Теперь обрати внимание на данное нами определение и, рассмотрев его, как человек уже более сведущий, исправь. Мы нашли, что, будучи определением чувства, оно обнимает собою нечто, что не есть чувство, и поэтому, если сделать в нем перестановку, не будет истинно. Так истинно, пожалуй, то, что всякое чувство есть испытываемое телом состояние, не укрывающееся от души, как истинно и то, что всякий человек есть животное смертное; но как ложно то, что всякое смертное животное есть человек, потому что и бессловесное животное смертно, так ложно и то, что всякое испытываемое телом состояние, не укрывающееся от души, есть чувство, потому что у нас в настоящее время растут ногти и это от души не укрывается, мы это знаем, однако же не чувствуем, а узнаем посредством умозаключения. Чтобы исправить первое определение человека, мы прибавили к нему слово «разумное»; благодаря этому прибавлению из него исключены животные бессловесные, которые в нем содержались, и определение в таком виде не уже обнимает ничего, кроме человека, а человека обнимает всего. Не думаешь ли ты, что таким же точно образом следует прибавить нечто и к нашему определению чувства, чтобы этим исключить из него то, что содержится в нем чужого, и чтобы в нем не разумелось ничего, кроме чувства, а чувство разумелось все?

Еводий. Я думаю, что ты абсолютно прав, но что должно быть прибавлено, не знаю.

Августин. Чувство – это несомненно всякое испытываемое телом состояние, не укрывающееся от души; но выражение это не допускает перестановки по причине известного испытываемого телом состояния, когда оно растет или умаляется с нашего ведома, т. е. так, что это не укрывается от души.

Еводий. Верно.

Августин. Ну, а это испытываемое состояние само ли по себе не укрывается от души, или через что иное?

Еводий. Очевидно, через иное: потому что одно дело видеть ногти большими, и совсем другое – знать, что они растут.

Августин. Следовательно, если сам рост есть испытываемое состояние, а эта величина, которую мы чувствуем, произошла от этого испытываемого состояния, но сама не есть это состояние, то очевидно, что мы знаем об этом состоянии не через него, а через нечто иное. Мы скорее чувствовали бы это состояние, чем заключали о нем, если бы оно не укрывалось от души само по себе, а не через другое.

Еводий. Понимаю.

Августин. В таком случае чего же ты задумываешься над тем, что следует прибавить к этому определению?

Еводий. Теперь я знаю, что следовало бы определить так: чувство – это испытываемое телом состояние, само по себе от души не укрывающееся.

Августин. Если это так, я готов признать определение правильным. Но проверим, если угодно, не грешит ли оно тем другим недостатком, каким грешит определение человека, к которому прибавлено слово «грамотное». Ведь ты, полагаю, помнишь, что сказано было о человеке. Он есть животное разумное, смертное и грамотное; и что определение это неправильно потому, что оно истинно по перестановке, а в первоначальном изложении – ложно.
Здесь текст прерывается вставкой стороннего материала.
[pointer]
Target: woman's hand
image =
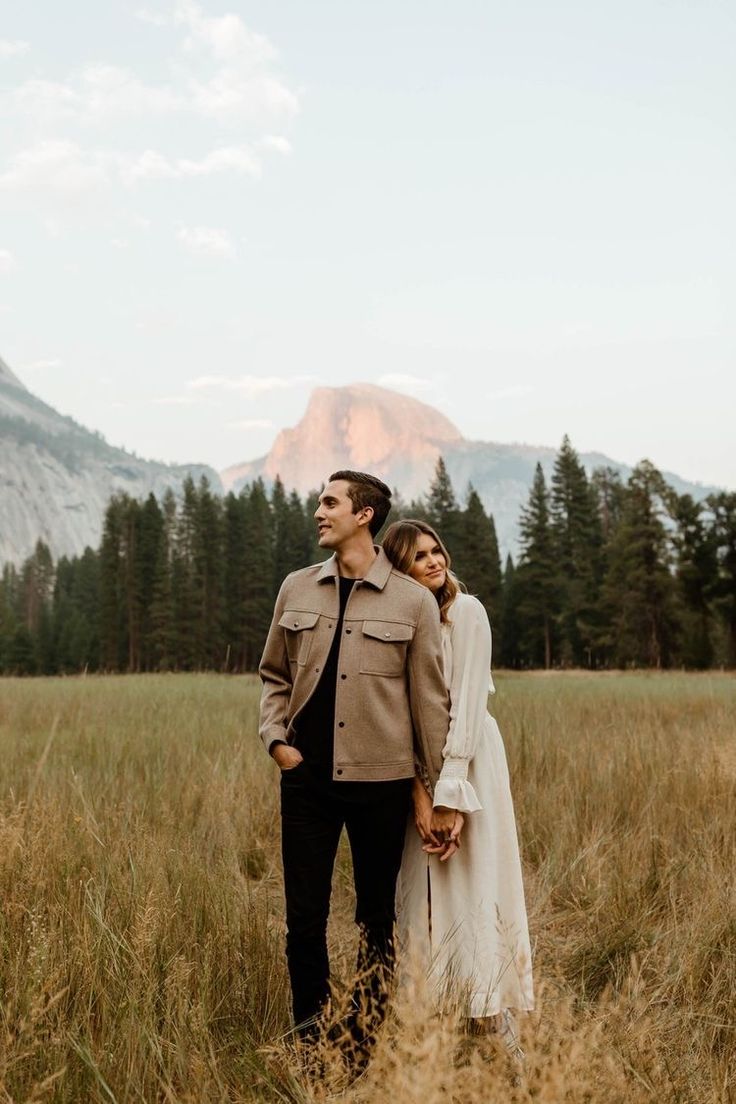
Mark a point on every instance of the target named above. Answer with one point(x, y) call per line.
point(445, 829)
Ибо то ложно, что всякий человек есть животное разумное, смертное и грамотное, хотя и истинно, что всякое животное разумное, смертное и грамотное есть человек. Определение это неправильно потому, что хотя и не содержит ничего, кроме человека, однако человека содержит не всякого. Может быть, таково же и это определение чувства, которое представляется нам пока вполне верным. Ибо хотя всякое испытываемое телом состояние, само по себе от души не укрывающееся, есть чувство, однако не всякое чувство есть именно это. Это ты можешь пояснить себе так. Животные бессловесные чувствуют и все почти обладают упомянутыми пятью чувствами в той мере, в какой дано им это природой; или ты отрицаешь это?

Еводий. Никоим образом.

Глава XXVI

Августин. А не согласишься ли ты с тем, что знание обретается лишь тогда, когда какой-либо предмет воспринят и воспроизведен здравым умом?

Еводий. Соглашусь.

Августин. Но бессловесное животное умом не пользуется.
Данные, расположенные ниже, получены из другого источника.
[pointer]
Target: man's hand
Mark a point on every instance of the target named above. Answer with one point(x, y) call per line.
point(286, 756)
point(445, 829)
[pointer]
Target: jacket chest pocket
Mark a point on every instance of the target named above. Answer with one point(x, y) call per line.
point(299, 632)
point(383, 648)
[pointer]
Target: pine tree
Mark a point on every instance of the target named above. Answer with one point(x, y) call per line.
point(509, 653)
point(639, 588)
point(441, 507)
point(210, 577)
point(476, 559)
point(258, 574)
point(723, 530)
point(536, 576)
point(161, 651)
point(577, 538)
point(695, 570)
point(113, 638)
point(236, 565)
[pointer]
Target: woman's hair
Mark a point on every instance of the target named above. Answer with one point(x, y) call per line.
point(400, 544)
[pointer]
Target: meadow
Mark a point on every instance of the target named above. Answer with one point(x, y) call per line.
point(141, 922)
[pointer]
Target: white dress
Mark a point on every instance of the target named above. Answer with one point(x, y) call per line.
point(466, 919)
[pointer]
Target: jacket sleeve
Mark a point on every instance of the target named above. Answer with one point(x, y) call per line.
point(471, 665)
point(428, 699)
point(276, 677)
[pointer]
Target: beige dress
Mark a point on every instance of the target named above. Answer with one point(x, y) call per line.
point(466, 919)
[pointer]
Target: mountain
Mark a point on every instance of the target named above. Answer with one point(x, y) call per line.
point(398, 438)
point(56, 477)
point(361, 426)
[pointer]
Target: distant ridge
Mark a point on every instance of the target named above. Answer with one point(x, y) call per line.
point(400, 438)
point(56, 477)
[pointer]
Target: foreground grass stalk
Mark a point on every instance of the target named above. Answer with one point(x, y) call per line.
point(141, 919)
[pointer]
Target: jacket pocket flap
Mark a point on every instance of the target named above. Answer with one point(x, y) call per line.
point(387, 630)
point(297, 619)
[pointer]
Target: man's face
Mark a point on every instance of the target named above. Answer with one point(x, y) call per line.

Еводий. Согласен и с этим.

Августин. Следовательно, понятие «знание» к бессловесному животному не относится; но коль скоро что-нибудь не укрывается, оно познается; бессловесные животные поэтому не чувствуют, если только всякое чувство есть испытываемое телом состояние, само по себе от души не укрывающееся. А между тем они – чувствуют. После этого какие же причины могут удерживать нас от того, чтобы отвергнуть определение, которое оказалось не в состоянии объять всякое чувство, потому что в него не входит чувство бессловесных животных?